I saw a frail, severely kyphotic 80-year-old lady mobilising slowly with her Zimmer frame in surgery this week. I confess to not being overly excited by her presenting complaint of a cough. However, as she apologised for coming to see me for what was ‘probably just a self-limiting viral infection, doctor, but I was worried I might not be able to compensate for much longer given my age and comorbidities’, I sat up straight, turned my hunched body away from the computer, looked at my patient, and asked what she had done for work before. Her face blossomed into a knowing smile as she informed me that she was a retired casualty sister of a large London teaching hospital. In that instant I did not see a frail, kyphotic older patient — I saw a colleague.

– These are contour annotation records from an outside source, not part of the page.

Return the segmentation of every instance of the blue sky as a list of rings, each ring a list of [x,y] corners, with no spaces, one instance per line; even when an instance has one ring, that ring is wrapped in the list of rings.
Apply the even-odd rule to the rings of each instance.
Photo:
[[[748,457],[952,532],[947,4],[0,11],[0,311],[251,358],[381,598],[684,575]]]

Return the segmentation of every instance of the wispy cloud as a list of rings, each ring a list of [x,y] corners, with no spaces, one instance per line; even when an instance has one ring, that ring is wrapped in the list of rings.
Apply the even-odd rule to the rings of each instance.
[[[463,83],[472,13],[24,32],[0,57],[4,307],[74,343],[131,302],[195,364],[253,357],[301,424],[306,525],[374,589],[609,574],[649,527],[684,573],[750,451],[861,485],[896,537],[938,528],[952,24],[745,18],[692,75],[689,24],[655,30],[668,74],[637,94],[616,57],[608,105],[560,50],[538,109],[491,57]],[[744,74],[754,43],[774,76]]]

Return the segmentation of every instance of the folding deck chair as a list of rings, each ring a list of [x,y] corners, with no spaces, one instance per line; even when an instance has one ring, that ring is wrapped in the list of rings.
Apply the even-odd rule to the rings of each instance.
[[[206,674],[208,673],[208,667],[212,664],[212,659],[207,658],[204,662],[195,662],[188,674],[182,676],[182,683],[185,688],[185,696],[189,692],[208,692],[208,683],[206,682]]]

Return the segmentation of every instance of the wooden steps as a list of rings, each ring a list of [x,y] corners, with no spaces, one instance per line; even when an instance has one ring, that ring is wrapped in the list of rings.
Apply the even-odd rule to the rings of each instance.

By chance I came upon former psychiatrist, now writer Joanna Cannon’s new novel and I thought of my patient as I read it. Three Things About Elsie is ostensibly about Elsie but the real protagonist of this delightful and bittersweet novel is 84-year-old Florence Claybourne. We first meet Florence at 4:48pm lying on the floor of her flat in Cherry Tree Home for the Elderly, and the novel is structured with Florence’s life unfolding in front of us — alternating between past and present, and different points of view from Handy Simon the young but not-so-young-any-more handyman, Miss Ambrose the put-upon and reflective home manager, and Florence herself. At the centre of the novel is a mystery involving a new resident to the home who looks identical to a man from Florence’s past. Who is this Gabriel Price and why has he come back to haunt Florence?

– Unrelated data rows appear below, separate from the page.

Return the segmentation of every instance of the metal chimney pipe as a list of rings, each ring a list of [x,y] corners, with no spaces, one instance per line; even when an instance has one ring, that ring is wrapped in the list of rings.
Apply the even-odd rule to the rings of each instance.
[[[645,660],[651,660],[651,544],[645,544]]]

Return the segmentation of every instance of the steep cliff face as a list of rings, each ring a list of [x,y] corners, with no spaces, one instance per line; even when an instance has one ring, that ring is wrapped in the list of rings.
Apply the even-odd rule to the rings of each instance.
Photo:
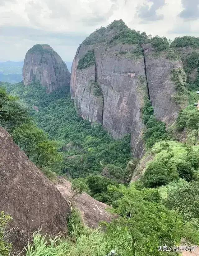
[[[181,70],[183,65],[180,60],[171,60],[164,53],[156,56],[154,50],[149,44],[143,44],[146,75],[150,99],[154,108],[154,114],[159,120],[168,125],[175,120],[181,104],[177,102],[178,93],[172,71]],[[185,106],[185,100],[182,103]]]
[[[0,145],[0,211],[13,217],[7,240],[20,251],[42,227],[44,234],[64,234],[66,201],[1,127]]]
[[[70,74],[66,64],[48,45],[35,45],[28,51],[22,73],[25,86],[38,81],[48,93],[69,86]]]
[[[58,181],[56,186],[67,200],[71,196],[71,184],[61,177],[59,177]],[[109,205],[99,202],[85,193],[74,197],[72,203],[80,211],[83,222],[90,227],[97,227],[102,221],[109,222],[113,216],[106,210],[110,207]]]
[[[105,31],[106,41],[116,32],[114,29]],[[133,154],[139,157],[144,148],[141,109],[147,93],[142,53],[134,53],[137,44],[94,45],[88,44],[89,40],[79,47],[72,66],[71,93],[77,110],[83,118],[102,124],[116,139],[131,133]],[[79,68],[80,60],[93,49],[95,65]]]
[[[172,72],[182,70],[184,74],[181,60],[170,60],[164,53],[156,56],[151,46],[143,41],[121,21],[101,28],[79,47],[71,81],[71,96],[79,114],[102,124],[116,139],[130,133],[132,154],[139,157],[144,147],[141,109],[145,97],[149,97],[158,120],[172,123],[182,103],[177,99]],[[93,62],[89,65],[88,53],[92,51],[95,65]],[[80,63],[83,65],[80,67]],[[97,96],[91,89],[94,82],[100,92]]]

Elsie helps Florence and the reader navigate this mystery and we quickly learn from Florence within the opening chapters that:
‘There are three things you should know about Elsie, and the first thing is that she’s my best friend’,
the second is that Elsie ‘always knows what to say to make me feel better’, and the third that Florence cannot quite remember because her memory is not as good as it used to be. Forgetful she may be, but Florence delivers some razor-sharp insights and observations. While lying on the floor she imagines the sequence of events that will occur when she is found: the paramedics who will call her Flo even though they don’t know her and she has never said that they can call her Flo, the ambulance racing to the hospital, being rattled across A&E to people who will ask the same questions as the paramedics:
‘they will wheel me down blank corridors and put me through their machinery. A girl at a desk will look up as I pass by, and then she will turn away, because I am just another old person on a trolley, wrapped up in blankets and trying to hold on to the world.’ Later ‘… they will find me a ward, and a nurse with quiet hands. She will move very slowly, but everything will be done in a moment, and the nurse with quiet hands will be the first person to listen with her eyes.’

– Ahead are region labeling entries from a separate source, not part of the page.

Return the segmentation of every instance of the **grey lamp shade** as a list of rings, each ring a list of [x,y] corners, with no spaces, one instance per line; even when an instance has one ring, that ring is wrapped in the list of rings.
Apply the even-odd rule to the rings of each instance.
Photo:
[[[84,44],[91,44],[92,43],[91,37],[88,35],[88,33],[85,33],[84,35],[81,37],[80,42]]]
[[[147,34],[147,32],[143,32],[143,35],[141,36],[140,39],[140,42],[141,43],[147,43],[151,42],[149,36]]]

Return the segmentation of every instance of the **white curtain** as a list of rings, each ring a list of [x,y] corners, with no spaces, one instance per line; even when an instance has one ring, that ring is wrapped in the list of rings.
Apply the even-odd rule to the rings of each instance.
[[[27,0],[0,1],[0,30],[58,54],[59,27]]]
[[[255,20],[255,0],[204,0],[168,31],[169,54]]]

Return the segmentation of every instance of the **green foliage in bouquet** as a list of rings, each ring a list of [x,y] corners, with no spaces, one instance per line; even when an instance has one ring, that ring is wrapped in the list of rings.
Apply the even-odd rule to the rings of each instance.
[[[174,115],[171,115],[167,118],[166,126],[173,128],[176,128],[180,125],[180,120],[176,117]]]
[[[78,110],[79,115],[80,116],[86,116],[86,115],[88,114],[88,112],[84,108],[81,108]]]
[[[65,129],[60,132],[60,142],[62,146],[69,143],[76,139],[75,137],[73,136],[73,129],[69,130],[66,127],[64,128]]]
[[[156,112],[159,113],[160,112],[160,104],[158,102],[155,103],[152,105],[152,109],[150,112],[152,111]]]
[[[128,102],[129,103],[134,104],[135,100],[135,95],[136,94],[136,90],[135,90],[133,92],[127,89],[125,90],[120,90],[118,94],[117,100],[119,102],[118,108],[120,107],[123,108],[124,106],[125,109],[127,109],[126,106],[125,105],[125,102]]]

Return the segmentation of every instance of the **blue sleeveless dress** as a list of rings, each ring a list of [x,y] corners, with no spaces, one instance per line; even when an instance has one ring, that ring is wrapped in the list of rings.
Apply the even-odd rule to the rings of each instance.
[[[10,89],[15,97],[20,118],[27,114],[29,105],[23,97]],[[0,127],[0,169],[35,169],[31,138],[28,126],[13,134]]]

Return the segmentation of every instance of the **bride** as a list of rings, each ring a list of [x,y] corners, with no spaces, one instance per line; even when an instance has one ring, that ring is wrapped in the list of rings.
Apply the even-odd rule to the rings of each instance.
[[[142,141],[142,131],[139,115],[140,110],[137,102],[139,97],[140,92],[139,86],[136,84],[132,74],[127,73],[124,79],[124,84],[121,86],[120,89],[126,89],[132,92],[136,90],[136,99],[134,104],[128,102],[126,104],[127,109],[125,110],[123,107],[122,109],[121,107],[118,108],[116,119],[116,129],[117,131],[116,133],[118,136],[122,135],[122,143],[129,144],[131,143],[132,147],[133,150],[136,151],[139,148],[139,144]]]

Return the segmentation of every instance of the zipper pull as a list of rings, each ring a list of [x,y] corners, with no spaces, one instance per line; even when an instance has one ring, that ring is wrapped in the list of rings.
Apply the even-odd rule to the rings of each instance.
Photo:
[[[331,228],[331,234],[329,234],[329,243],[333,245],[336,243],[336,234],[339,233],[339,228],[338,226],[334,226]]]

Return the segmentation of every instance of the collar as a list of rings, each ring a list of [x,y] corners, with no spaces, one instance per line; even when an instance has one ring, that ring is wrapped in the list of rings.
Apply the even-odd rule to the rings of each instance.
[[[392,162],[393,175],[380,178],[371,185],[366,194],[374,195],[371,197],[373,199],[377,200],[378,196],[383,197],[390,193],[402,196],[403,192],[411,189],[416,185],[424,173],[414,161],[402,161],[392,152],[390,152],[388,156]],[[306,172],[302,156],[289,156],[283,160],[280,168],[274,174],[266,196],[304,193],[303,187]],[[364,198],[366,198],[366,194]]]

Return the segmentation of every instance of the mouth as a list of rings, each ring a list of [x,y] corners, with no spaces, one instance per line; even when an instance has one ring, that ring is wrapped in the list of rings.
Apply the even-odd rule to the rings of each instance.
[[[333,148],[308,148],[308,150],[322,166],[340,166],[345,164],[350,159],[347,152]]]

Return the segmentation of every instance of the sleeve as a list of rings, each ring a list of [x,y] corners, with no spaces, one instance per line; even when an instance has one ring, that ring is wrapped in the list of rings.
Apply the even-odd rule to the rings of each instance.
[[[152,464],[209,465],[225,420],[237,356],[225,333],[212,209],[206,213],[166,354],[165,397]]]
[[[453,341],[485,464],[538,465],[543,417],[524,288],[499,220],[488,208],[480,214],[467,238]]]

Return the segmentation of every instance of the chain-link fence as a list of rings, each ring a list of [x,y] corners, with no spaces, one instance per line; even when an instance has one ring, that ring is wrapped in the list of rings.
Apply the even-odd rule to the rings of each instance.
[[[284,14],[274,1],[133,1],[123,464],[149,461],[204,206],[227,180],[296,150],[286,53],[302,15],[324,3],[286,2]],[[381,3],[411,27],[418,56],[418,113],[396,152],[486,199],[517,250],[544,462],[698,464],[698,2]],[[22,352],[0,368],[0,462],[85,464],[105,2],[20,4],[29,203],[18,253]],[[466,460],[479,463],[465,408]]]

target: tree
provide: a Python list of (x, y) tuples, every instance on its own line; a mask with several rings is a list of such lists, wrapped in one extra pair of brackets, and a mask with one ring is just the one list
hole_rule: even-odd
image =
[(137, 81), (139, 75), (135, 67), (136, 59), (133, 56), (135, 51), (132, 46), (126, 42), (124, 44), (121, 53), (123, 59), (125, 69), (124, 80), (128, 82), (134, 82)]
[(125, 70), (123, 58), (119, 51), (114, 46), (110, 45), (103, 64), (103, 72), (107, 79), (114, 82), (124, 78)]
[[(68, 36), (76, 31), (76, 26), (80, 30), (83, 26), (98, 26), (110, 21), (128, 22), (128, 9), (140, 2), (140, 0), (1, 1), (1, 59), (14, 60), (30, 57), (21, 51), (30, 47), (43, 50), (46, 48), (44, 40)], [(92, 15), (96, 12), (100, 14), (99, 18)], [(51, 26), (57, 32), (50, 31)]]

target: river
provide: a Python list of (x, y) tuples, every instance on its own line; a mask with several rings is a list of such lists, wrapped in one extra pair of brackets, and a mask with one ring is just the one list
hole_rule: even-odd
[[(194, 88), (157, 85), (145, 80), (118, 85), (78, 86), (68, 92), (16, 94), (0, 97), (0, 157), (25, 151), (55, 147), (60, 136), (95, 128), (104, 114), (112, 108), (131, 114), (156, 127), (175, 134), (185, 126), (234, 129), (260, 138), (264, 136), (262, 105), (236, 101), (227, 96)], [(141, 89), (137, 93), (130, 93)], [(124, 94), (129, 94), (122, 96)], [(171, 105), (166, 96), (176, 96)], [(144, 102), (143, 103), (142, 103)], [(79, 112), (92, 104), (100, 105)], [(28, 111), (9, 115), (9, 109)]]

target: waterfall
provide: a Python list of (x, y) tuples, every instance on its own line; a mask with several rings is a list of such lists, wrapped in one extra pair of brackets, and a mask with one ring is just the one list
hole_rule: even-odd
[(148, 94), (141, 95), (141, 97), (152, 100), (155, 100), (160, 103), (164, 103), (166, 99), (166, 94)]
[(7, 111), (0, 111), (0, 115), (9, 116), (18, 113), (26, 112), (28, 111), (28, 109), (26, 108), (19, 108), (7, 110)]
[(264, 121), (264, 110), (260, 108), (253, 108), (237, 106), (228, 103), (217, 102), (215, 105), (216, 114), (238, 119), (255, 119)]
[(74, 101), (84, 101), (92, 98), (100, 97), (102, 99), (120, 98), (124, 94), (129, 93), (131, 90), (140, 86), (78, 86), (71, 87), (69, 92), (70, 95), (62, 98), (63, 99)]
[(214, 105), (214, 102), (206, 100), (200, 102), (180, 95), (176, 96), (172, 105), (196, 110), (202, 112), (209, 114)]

Part whodunit, part thriller, part nostalgia narrative, part ode to the redemptive love and refuge of friendship, Three Things About Elsie is above all a meditation on ageing and society’s view of the aged. Beyond the fragile appearance, the deteriorating mind, and the weathered hands, inside there is a retired casualty sister, a best friend, a father, a daughter, a person.
This book ought to be mandatory reading for all doctors, surgeons, and GPs alike, and is a poignant reminder that ‘even the smallest life can leave the loudest echo’.